For which value of b would make the equation 3|x-2|=bx-6 have infinitely many solutions?
How would I find the values?
The choices are -6,-3,3,6.
To determine the value of b that would make the equation 3|x-2| = bx-6 have infinitely many solutions, we need to analyze the absolute value equation.

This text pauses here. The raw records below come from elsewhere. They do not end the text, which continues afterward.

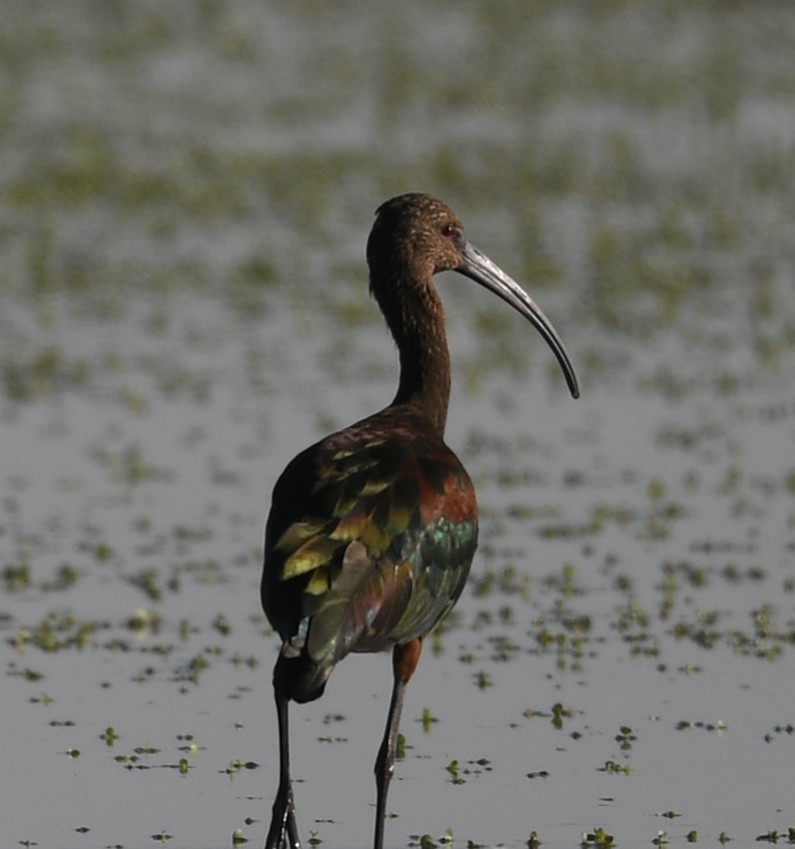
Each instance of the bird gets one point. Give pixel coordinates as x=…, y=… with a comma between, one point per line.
x=372, y=530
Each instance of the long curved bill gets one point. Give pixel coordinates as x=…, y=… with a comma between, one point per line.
x=478, y=267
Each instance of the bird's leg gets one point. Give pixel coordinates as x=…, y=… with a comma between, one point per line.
x=283, y=833
x=404, y=661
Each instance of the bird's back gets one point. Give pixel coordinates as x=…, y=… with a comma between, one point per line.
x=368, y=544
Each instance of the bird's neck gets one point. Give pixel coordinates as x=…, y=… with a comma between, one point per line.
x=416, y=319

Step 1: Isolate the absolute value expression on one side of the equation:
3|x-2| = bx - 6
Step 2: Apply the definition of absolute value:
x - 2 = (bx - 6) / 3 OR x - 2 = -(bx - 6) / 3
Step 3: Simplify the equation in both cases:
x = (bx - 6)/3 + 2 OR x = -(bx - 6)/3 + 2
Step 4: Consider the first case:
x = (bx - 6)/3 + 2
Step 5: Multiply both sides of the equation by 3:
3x = bx - 6 + 6
Step 6: Simplify:
3x = bx
Step 7: Rearrange the equation:
bx - 3x = 0
Step 8: Factor out x:
x(b - 3) = 0
Step 9: Set each factor equal to zero to find possible values of x:
x = 0 or b - 3 = 0
Step 10: In the second case, consider:
x = -(bx - 6)/3 + 2
Step 11: Multiply both sides of the equation by 3:
3x = -(bx - 6) + 6
Step 12: Simplify:
3x = -bx + 6 + 6
Step 13: Rearrange the equation:
bx + 3x = 12
Step 14: Factor out x:
x(b + 3) = 12
Step 15: Set each factor equal to zero to find possible values of x:
x = 0 or b + 3 = 0
Step 16: Analyze the results:
From Step 9, we see that x can either be 0 or b - 3 = 0, which means b = 3.
From Step 15, we see that x can either be 0 or b + 3 = 0, which means b = -3.
So, the two values of b that would make the equation have infinitely many solutions are b = 3 and b = -3.
In this case, the answer would be the choice "b = 3 or b = -3".